По-прежнему было здесь пустынно, и в воздухе разлита была какая-то грусть, навеянная покаянными днями. Когда уже совсем сгустились сумерки, учительница Поля, та самая, что приехала сюда два года назад, отправилась в деревню к акушерке Шац, и туда же прошагал помощник провизора Сафьян, а за ним хромой студент Липкис… На дворе было темно и холодно, и ветер поднимал пыль на базарной площади. А Вова Бурнес уже узнал о ее приезде и потому раньше обычного укатил к себе на хутор. И только в красивой Садагурской молельне, глядевшей освещенными своими окнами на боковую уличку, что наискосок, раскачивались объятые покаянными мыслями прихожане и полными отчаяния голосами подпевали кантору псалом Давида…
Какой-то плотный молодой человек, должно быть, новый учитель местного начального еврейского училища, с лицом интеллигентным, но несколько грубоватым, прошел мимо в полумраке холодных сумерек; видно, недавно встал он ото сна; по крепкому его телу, казалось, пробегала легкая дрожь, и он с наслаждением думал: «Там, куда я иду, будет тепло и уютно: стол, освещенный лампой, на нем стаканы с чаем, и умным можно будет блеснуть словцом».

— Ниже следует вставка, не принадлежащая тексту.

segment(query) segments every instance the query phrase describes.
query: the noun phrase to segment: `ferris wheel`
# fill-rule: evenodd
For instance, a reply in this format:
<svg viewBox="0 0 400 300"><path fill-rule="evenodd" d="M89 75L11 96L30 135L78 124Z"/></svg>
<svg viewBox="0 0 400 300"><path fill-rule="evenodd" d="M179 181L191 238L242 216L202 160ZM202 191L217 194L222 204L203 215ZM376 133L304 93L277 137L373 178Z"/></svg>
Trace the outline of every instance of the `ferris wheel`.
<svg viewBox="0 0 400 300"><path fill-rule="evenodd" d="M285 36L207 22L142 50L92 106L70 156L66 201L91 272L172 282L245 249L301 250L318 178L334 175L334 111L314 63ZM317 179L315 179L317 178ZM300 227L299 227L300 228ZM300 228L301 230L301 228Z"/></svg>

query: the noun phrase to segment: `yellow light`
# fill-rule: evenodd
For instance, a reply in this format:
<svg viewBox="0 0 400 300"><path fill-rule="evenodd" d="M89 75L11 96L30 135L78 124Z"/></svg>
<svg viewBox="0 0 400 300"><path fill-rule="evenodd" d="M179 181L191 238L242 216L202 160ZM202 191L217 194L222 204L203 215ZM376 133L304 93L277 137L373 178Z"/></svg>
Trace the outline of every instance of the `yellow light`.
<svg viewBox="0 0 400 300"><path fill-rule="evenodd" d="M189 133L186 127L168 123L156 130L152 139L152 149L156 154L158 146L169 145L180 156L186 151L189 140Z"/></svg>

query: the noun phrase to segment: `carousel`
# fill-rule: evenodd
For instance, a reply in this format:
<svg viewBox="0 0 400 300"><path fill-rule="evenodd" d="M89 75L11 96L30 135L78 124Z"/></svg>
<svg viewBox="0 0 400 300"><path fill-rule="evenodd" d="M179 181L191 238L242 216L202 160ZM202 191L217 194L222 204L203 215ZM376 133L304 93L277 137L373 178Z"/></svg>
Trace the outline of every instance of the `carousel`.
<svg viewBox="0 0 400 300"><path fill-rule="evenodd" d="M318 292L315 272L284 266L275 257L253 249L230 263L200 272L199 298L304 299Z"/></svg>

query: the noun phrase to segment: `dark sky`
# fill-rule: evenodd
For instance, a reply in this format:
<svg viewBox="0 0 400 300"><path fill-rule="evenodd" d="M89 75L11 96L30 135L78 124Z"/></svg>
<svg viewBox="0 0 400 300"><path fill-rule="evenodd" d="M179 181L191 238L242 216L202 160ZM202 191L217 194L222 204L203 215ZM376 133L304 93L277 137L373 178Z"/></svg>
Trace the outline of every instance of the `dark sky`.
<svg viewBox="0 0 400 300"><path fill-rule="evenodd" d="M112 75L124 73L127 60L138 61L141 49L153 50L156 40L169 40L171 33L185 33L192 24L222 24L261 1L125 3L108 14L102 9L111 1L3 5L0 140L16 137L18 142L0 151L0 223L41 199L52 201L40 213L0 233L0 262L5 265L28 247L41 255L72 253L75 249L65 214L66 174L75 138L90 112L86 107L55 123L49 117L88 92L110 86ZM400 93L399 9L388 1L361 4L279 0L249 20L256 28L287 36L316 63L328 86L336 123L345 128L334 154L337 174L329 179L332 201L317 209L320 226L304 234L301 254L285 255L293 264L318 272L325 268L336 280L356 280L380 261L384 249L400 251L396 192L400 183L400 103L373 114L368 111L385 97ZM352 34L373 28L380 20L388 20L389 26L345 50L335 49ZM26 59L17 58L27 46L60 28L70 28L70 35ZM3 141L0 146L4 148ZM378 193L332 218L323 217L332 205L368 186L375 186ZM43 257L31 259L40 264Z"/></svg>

А ей, Миреле, все кругом казалось таким ненужным и нелепым. Глупо было, что она, едучи сюда, на что-то надеялась. Глупо было, что у акушерки в крестьянской хатенке, где светло и уютно, собрались сегодня те же люди, что и два года назад, и говорят они о том же, о чем говорили когда-то. Все они — акушерка, Поля, Сафьян, Липкис — недовольны жизнью, но никто из них пальцем не шевельнет, чтобы начать жить по-иному. И много в разных городах и городишках таких неудовлетворенных акушерок, Поль, Сафьянов, которые сходятся вечерами потолковать при уютном свете лампы, а потом возвращаются по своим углам, чтобы продолжать прежнюю жизнь и тянуть ту же лямку.
А ведь все-таки… на этой самой земле, над которой нависла сейчас холодная ночь, есть же люди, которые пытаются жить иначе…
Когда Миреле вошла в дом, в столовой уже давно была зажжена висячая лампа; за столом сидела раввинша Либка; улыбаясь молчаливой Гитл, она сделала какое-то весьма откровенное замечание насчет интимной жизни Миреле:
— Ага, так вот оно как!
От этих речей Миреле стало тоскливо и тошно. Она пошла в свою девичью комнатку, что рядом с гостиной, еще не освещенной, зажгла лампу и стала осматриваться вокруг. Так буднично выглядела вся обстановка комнаты: со столиков сняты были салфетки; от холода зуб на зуб не попадал, словно в зимние морозы целый месяц не топили печки; в пустом шкафу висело старое платье и поношенная осенняя жакетка, коротенькая, подбитая ватой. Кровать не была постлана, и чем-то сверху покрыта так, что подушки и простыня торчали из-под покрывала. И думалось, что лучше вечно бродить без крова по белу свету, чем спать на этой кровати.